La FIFA ha ufficialmente avviato un processo di consultazione interna per valutare l'allargamento della Coppa del Mondo a ben 64 squadre a partire dall'edizione del 2030. Questa mossa, sebbene prevedibile per certi versi, è stata accolta con un misto di incredulità e profondo cinismo da gran parte del panorama calcistico internazionale, specialmente in Europa. L'idea di un'ulteriore espansione viene percepita come l'ennesimo tentativo di massimizzare i profitti a scapito della qualità tecnica della competizione. Dopo il recente fallimento dei piani legati a investitori privati, il governo mondiale del calcio sembra intenzionato a forzare la mano per trovare nuove fonti di sostentamento economico, alimentando le critiche di chi vede in questa strategia solo una sete insaziabile di introiti commerciali.

La figura di Gianni Infantino appare oggi più che mai isolata, con il presidente della FIFA che cerca di mantenere la propria posizione nonostante le crescenti pressioni esterne e una credibilità ai minimi storici. Il recente scandalo legato al tentativo di vendere pacchetti di diritti del Mondiale a un gruppo di miliardari per una cifra vicina ai 20 miliardi di dollari ha incrinato definitivamente i rapporti con la UEFA. La federazione europea ha espresso apertamente la propria sfiducia, accelerando le manovre per un cambio al vertice dopo quello che è stato definito un dietrofront imbarazzante da parte di Zurigo. In questo clima di estrema tensione, ogni proposta che arrivi dai vertici della federazione internazionale viene guardata con sospetto, temendo che dietro la facciata dello sviluppo sportivo si celino interessi puramente finanziari.

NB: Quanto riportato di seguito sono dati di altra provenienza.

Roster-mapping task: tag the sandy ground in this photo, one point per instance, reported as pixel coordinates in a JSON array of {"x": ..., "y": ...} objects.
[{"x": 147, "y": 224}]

Nonostante le ombre sulla gestione politica, l'aspetto puramente sportivo di un Mondiale a 64 squadre merita una riflessione più approfondita e meno influenzata dai pregiudizi. L'esperienza del torneo a 48 squadre nel 2026 ha dimostrato che nazioni considerate piccole possono regalare emozioni straordinarie e catturare l'immaginazione dei tifosi di tutto il pianeta. Esempi come Capo Verde o il Curacao, capace di segnare un gol storico contro la corazzata Germania prima di subire una pesante sconfitta per 7-1, testimoniano come l'allargamento possa portare una ventata di freschezza e inclusività. Se i proventi derivanti da un torneo più vasto venissero effettivamente reinvestiti nel movimento calcistico globale anziché finire nelle mani di investitori privati, l'espansione potrebbe rivelarsi un'opportunità di crescita per l'intero sistema.

Il tempo stringe e la FIFA sembra voler bruciare le tappe, con una decisione definitiva che potrebbe essere ufficializzata già entro il prossimo 14 agosto. Uno dei nodi principali da sciogliere riguarda la struttura dei gironi e l'integrità della competizione; il formato a 48 squadre aveva mostrato dei limiti evidenti, specialmente per quanto riguarda il ripescaggio delle migliori terze classificate, un sistema che si presta a calcoli matematici e potenziali accordi nell'ultima giornata della fase a gruppi. Un passaggio a 64 squadre, pur allungando notevolmente il calendario e mettendo a dura prova la resistenza fisica dei calciatori, potrebbe paradossalmente semplificare la fase a eliminazione diretta, rendendo il percorso verso la finale più lineare. Resta da capire se il mondo del calcio sia pronto a digerire un cambiamento di tale portata sotto la guida di una presidenza che sta lottando per la propria sopravvivenza politica.